Who: Morrisons, ASA
When: November 26 2014
Law stated as at: January 2015
In December 2014, grocery chain WM Morrison Supermarkets PLC (“Morrisons”) was hit with an adverse ruling from the UK’s advertising regulator the Advertising Standards Authority (the “ASA”) on newspaper and website advertising for one of its promotions following a complaint to the regulator.
The advertising in question related to an “Any 3 for £10″ wine promotion that Morrisons had run around the 2014 May bank holiday weekend, offering customers their choice of 3 bottles of certain wines from a selected range for £10. The offer was limited to 12 bottles per customer, and the adverts relating to the offer included small print stating that the offer was “Subject to availability” and/or “while stocks last”.
The offer was a more aggressive discount on wine than had been available to consumers for a while, as, according to an industry magazine, other supermarkets which had previously offered 3 for £10 had all dropped this type of promotion by January 2014 for damaging profits. It was therefore perhaps unsurprising that the May promotion was highly successful, and Morrisons sold over 1 million promotional bottles.
However, two customers who had seen the advertising visited a number of Morrisons stores but were unable to purchase any of the wine shown in the adverts, as the stores were out of stock. The disgruntled customers complained to the ASA, on the grounds that the retailer had not made a reasonable estimate of the likely response to the promotion, and that the adverts did not contain a defined end date.
Morrisons underestimated popularity of discounted wine
The retailer said that the promotion had been more successful than it had anticipated, and that sale items had sold out quickly. Demand for the promotion had apparently been “unprecedented”. It argued that it had followed general industry practice to calculate the likely demand for the promotion, and had based stock levels on a ten-day offer window and a 25% uplift in sales.

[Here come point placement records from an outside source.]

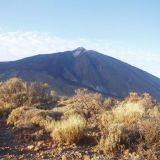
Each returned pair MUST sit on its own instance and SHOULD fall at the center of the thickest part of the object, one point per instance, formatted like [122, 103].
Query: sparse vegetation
[127, 129]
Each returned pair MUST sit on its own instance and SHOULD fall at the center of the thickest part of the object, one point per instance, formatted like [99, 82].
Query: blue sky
[125, 29]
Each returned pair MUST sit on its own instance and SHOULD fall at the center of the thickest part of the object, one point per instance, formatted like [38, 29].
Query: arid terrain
[36, 123]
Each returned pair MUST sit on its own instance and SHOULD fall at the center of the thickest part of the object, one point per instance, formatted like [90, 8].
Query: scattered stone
[30, 147]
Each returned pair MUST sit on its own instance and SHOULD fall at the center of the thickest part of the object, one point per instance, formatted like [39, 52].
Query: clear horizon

On top of this Morrisons had set by a contingency stock of just under 400,000 bottles. Once it became clear (on day one of the promotion) that stocks would be insufficient, Morrisons took action to withdraw or amend booked advertising, arranged for contingency stock to be delivered and added three more types of wine of similar quality to the promotion.

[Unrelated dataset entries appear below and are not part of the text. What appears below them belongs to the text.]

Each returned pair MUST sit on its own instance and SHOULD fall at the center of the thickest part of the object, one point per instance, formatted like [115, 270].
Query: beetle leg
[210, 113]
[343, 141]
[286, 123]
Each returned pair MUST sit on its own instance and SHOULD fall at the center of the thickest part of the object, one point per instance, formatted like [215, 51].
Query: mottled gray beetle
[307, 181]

However the retailer was unable to obtain extra stock of the wines on offer, and continued to suffer problems with stock levels.
Morrisons argued that it always included a precise end date if the offer ran for fewer than 7 days. However, as it claimed that it did not have any records of running a 3 for £10 offer on wine before, it was difficult for it to calculate the amount of stock needed. As such, it considered “subject to availability, while stocks last” to be a better option, and a clearer indication of the parameters of the offer than a set date would have been.

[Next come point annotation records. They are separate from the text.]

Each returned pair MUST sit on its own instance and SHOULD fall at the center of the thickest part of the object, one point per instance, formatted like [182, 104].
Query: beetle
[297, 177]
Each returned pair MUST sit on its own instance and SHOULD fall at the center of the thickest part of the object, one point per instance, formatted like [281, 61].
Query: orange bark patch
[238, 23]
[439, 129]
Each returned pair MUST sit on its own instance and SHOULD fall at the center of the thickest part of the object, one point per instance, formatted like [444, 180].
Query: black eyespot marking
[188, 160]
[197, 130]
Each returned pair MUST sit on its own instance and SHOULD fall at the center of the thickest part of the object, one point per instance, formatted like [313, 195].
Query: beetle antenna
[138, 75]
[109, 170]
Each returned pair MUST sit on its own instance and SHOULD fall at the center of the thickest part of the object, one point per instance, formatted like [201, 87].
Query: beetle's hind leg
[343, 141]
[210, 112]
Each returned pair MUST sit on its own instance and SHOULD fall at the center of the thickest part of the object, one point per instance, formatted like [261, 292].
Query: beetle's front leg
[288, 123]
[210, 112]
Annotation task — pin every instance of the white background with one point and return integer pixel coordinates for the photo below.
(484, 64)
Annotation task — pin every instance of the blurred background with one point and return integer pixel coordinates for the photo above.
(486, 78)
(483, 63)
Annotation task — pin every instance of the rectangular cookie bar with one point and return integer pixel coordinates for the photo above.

Unfortunately for Morrisons, the ASA found that the adverts were misleading on both counts.
The fact that – by the retailer’s own admission – availability of the offer was a problem from day one, led the ASA to conclude that Morrisons had not adequately estimated demand. The supermarket should have anticipated that this type of offer would be extremely popular, particularly given that customers could purchase up to 12 bottles in a single transaction. Morrisons also did not withdraw the advertising soon enough to satisfy the ASA – the promotion continued to be advertised for up to 3 days after the retailer became aware of the problems with stock levels.
On the other point, the ASA found that Morrisons should have included an end date in its adverts. Consumers would generally expect promotional prices to apply for a reasonable period after national press adverts appeared. Given that in this case the stock levels for the offer had been calculated for a ten day window – a reasonably limited time – it was misleading not to include an end date, as consumers would not know how quickly they needed to act to take advantage of the offer.
Why this matters:
This adjudication is a good reminder that it is better to err on the side of caution with stock levels when planning a promotion. This will be particularly pertinent when, as in this case, the discount offered is significantly greater than anything else available in the marketplace at that time.
As Morrisons found, it only takes one or two disappointed customers complaining to the ASA to lead to a resource-consuming adjudication process. Advertisers are obliged under the CAP code to be able to demonstrate that they have made a reasonable estimate of the likely response to promotions (CAP Code rule 8.10) and that phrases such as “subject to availability” do not relieve promoters of the obligation to “do everything reasonable” to avoid disappointing participants (CAP Code rule 8.11).
While the CAP Code does not expressly require advertisers to include a closing date in all circumstances, advertisers must be able to demonstrate that failure to include such a date does not disadvantage consumers (CAP Code rule 8.17.4.c). Morrisons claimed that its standard threshold for including a closing date was for promotional campaigns lasting under 7 days. However the ASA found that, in this case, a 10 day promotion would still have required a closing date to avoid being misleading.
While the length of a promotion may be an indicator of whether a closing date needs to be included or not, retailers should note that this is unlikely to be a watertight route to compliance. The test is whether or not consumers may be disadvantaged, not for how long the promotion runs. The safest option for advertisers is therefore to make sure that all adverts for promotions make the closing date clear.